Quindi la Corte ricorda che il legislatore ammette il ricorso all’indebitamento da parte degli enti locali solo per finanziare spese di investimento e che costituiscono investimenti, tra gli altri, “gli oneri per beni immateriali ad utilizzo pluriennale” (art. 3, comma 18, lett. d), della legge 350/2003).
La possibilità di classificare la spesa in argomento come investimento finanziabile mediante ricorso all’indebitamento, spiega, deve ritenersi subordinata alla presenza di determinate condizioni, alla cui ricorrenza la contabilità economica ammette l’iscrizione in bilancio delle immobilizzazioni immateriali.
Tra le condizioni, la possibilità di identificazione individuale del bene, la titolarità del bene in capo all’ente, la produzione, da parte dei costi sostenuti, di un incremento significativo e misurabile di produttività, ovvero di un prolungamento della vita utile del bene.
In altri termini, affermano i giudici, è necessario che dall’operazione derivi “un aumento di valore del patrimonio immobiliare o mobiliare”, “un aumento della ricchezza dell’ente”, rilevabile contabilmente attraverso la rappresentazione del suo stato patrimoniale.
Con l’altra pronuncia (deliberazione n. 83/2019), la Corte si esprime in riferimento ad un accordo transattivo finalizzato a porre fine ad un contenzioso processuale, derivante da una condotta dell’Ente locale contraria ai suoi obblighi negoziali.
Il punto è capire se le spese relative a detto accordo possano essere qualificate in termini di investimento. La risposta, per i giudici contabili, è negativa.
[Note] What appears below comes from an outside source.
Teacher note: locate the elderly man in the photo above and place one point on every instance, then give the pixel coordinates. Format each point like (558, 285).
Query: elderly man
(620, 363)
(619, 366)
In realtà, un siffatto accordo non genera, come dovrebbe per le finalità in argomento, un aumento della “ricchezza” dell’ente, un “aumento di valore del patrimonio immobiliare o mobiliare”, ma, piuttosto, è destinato a contenere il depauperamento dell’ente stesso.
Va poi evidenziato che rientrano nella qualificazione di “investimento” solo le spese inerenti in modo diretto e fisiologico alle fattispecie contemplate dall’art. 3, comma 18, della legge 350/2003 e non anche quelle che, come l’accordo in parola, “patologicamente” si aggiungono in conseguenza di attività o comportamenti illeciti commessi dall’Amministrazione, da cui scaturisce l’obbligo di risarcimento del danno.
Infine, evidenziano i giudici, posto che la lite che l’accordo mira a prevenire o risolvere scaturisce da una condotta della P.A. contraria agli obblighi sulla stessa gravanti, ipotizzare di finanziare mediante indebitamento la relativa spesa e, dunque, qualificare implicitamente la stessa come investimento non soddisfa “l’esigenza di assicurare un comportamento gestionale degli enti improntato ad una prassi di assoluto rigore ed in linea con la necessità di garantire il rispetto della regola del pareggio economico del bilancio degli enti locali”.